# Edge??



## Cape_Horn_24 (Feb 8, 2010)

I was just wondering what the edge is when ppl talk about it off of destin and pcola. Is this where the live bottom is? and if it is, is anywhere out there good to fish, I mean obviously everyone has their honey holes, but for a first timer out there is there public numbers to start at or is anywhere out there a good place to start? thanks for the info!


----------



## lobsterman (Sep 30, 2007)

The edge is where the shelf starts it first drop usually fro 160' to 180' to 200' of water. It is great fishing and if you take a 240 out of Destin for roughly 24 miles you will be there. When you get there just do a zig zag pattern either East or West and watch your bottom machine for ledges and rocks.


----------



## younghooker (Oct 7, 2007)

in Destin go to Half Hitch Tackle.. they've got a good chart, $5 I think.. in Pcola go to Outcast..... both have very helpfull & knowlegdeable staffs....:letsparty I love my Cape Horn 24 twin 175 hp.
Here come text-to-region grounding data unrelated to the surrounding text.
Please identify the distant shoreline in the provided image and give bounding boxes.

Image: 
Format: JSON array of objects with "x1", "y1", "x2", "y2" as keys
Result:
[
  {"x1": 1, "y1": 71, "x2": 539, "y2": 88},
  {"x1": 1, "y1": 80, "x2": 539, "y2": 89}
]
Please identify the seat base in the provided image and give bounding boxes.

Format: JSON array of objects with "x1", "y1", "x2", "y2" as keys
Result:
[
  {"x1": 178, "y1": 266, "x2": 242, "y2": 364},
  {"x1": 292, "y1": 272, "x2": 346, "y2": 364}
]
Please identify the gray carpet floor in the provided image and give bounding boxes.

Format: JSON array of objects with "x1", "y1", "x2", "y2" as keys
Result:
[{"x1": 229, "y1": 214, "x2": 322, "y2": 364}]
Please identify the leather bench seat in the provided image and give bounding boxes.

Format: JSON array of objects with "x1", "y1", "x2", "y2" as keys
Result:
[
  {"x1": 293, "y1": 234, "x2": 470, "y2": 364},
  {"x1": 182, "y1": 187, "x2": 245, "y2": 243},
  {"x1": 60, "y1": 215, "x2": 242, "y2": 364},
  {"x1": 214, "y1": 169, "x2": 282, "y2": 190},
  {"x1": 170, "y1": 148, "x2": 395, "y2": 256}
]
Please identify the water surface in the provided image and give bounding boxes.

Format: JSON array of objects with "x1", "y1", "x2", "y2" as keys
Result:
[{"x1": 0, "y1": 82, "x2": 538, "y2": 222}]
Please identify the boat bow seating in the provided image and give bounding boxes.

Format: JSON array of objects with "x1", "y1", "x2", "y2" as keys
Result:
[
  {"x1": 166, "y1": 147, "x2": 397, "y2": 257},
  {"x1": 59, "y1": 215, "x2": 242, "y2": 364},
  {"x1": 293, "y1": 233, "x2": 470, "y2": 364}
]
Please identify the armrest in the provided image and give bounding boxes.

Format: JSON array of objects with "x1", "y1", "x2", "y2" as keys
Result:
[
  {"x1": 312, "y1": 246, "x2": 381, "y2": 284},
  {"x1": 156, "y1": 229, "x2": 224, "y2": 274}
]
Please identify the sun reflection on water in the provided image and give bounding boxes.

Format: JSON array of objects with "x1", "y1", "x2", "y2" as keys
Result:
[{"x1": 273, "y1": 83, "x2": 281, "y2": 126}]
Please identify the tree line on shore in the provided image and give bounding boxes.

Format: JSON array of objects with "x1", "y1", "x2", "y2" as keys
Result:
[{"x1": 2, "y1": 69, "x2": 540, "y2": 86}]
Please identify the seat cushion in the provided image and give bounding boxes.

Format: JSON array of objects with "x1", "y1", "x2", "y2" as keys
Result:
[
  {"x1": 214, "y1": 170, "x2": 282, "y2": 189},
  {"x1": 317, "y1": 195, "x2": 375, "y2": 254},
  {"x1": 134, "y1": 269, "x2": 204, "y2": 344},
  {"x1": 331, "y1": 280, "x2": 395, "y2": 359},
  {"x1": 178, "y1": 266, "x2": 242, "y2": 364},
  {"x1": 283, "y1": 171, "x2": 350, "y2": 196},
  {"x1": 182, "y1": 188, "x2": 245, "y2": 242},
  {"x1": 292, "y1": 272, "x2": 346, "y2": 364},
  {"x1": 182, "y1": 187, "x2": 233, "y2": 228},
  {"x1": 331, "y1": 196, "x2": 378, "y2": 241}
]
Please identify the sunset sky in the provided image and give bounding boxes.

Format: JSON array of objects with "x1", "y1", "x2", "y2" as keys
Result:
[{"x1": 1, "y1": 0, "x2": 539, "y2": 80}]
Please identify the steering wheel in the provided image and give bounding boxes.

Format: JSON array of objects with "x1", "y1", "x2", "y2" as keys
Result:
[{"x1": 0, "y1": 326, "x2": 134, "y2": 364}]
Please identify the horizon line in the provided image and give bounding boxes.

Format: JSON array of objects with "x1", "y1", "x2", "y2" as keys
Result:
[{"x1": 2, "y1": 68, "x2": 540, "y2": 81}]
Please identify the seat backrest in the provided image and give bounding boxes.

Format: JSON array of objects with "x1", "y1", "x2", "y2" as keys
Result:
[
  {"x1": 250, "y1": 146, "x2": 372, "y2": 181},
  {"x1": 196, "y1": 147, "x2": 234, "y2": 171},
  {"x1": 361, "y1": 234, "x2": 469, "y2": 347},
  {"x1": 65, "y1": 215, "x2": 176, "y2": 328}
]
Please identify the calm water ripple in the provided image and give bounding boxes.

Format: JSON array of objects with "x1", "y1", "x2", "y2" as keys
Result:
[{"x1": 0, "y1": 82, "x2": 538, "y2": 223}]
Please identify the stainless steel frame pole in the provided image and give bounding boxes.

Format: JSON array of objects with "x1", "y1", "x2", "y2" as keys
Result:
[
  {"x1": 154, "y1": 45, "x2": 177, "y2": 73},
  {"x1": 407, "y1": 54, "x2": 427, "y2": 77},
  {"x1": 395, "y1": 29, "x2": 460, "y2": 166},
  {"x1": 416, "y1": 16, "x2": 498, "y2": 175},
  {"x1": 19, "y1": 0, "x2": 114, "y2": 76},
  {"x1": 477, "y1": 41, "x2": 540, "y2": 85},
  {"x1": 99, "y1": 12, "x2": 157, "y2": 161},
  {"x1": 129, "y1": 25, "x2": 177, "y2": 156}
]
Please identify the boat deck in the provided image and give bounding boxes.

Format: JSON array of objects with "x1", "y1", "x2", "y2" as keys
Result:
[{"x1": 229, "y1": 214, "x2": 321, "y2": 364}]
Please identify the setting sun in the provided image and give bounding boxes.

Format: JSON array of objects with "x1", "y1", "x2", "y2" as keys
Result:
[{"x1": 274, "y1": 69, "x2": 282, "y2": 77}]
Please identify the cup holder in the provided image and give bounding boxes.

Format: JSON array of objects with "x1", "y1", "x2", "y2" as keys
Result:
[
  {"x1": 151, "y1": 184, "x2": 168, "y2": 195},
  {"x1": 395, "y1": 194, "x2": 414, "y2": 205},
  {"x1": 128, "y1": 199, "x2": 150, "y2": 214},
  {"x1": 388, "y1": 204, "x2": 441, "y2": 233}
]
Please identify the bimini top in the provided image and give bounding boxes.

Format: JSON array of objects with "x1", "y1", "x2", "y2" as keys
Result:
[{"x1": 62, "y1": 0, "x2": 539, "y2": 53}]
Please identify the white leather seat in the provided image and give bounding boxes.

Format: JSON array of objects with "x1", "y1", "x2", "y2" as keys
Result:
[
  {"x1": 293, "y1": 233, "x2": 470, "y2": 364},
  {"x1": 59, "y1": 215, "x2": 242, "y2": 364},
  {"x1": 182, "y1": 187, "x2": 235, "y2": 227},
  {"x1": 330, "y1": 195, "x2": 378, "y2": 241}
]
Zukes :toast


----------



## Sea Monkey (Dec 26, 2008)

The OLE Drop Off.

I'll chime in on this and try to help you out. I fish out of Pensacola. There is a bunch of edges to fish in the Gulf. If I had to guess as to which one folks refer to, I've 2 edges that I will give you some #'s to. 

This one is closer to Destin 30 06 464 - 86 55 764. to 30 06 228 - 86 56 372. This is the only part I've been to on this edge. I'm sure it runs farther north and south than the #'s I have given. These are about 25 mls. from Destin.

Now for the edge that most people refer to out of Pensacola, 29 55 167 - 87 11 596 to 29 54 077 - 87 13 755, this edge is much longer than the numbers I've given. It is about 50+ mls. from Destin. 

With the edge the best thing to do is drag some trollers and keep your eye on your bottom machine, you will mark a bunch of areas. This is a good starting point so go out there and mark'em up and pump& wind on'em.


----------



## DreamWeaver21 (Oct 3, 2007)

> *younghooker (2/11/2010)*in Destin go to Half Hitch Tackle.. they've got a good chart, $5 I think.. in Pcola go to Outcast..... both have very helpfull & knowlegdeable staffs....:letsparty I love my Cape Horn 24 twin 175 hp. Zukes :toast


Thread hijack, sorry. What year is your 24? I haven't seen any with 175 suzis. I would think they would be a great combo.


----------



## younghooker (Oct 7, 2007)

my cape horn 24 is a 2000 model with about 2,000 hrs. total... had twin 135 merc optis... good gas mpg.. repower with 175 hp. zukes in 2005 .. about 450 hrs..since... really a nice balance..  I think the 200 hp.. 4 strokes would be a little too heavy ??? cruise 28 to 30 knots at 4000 rpm... almost 3 mpg ( maybe 2.8 )... 50 plus top speed... quiet operation helps cobia fishing ??? I'm ready


----------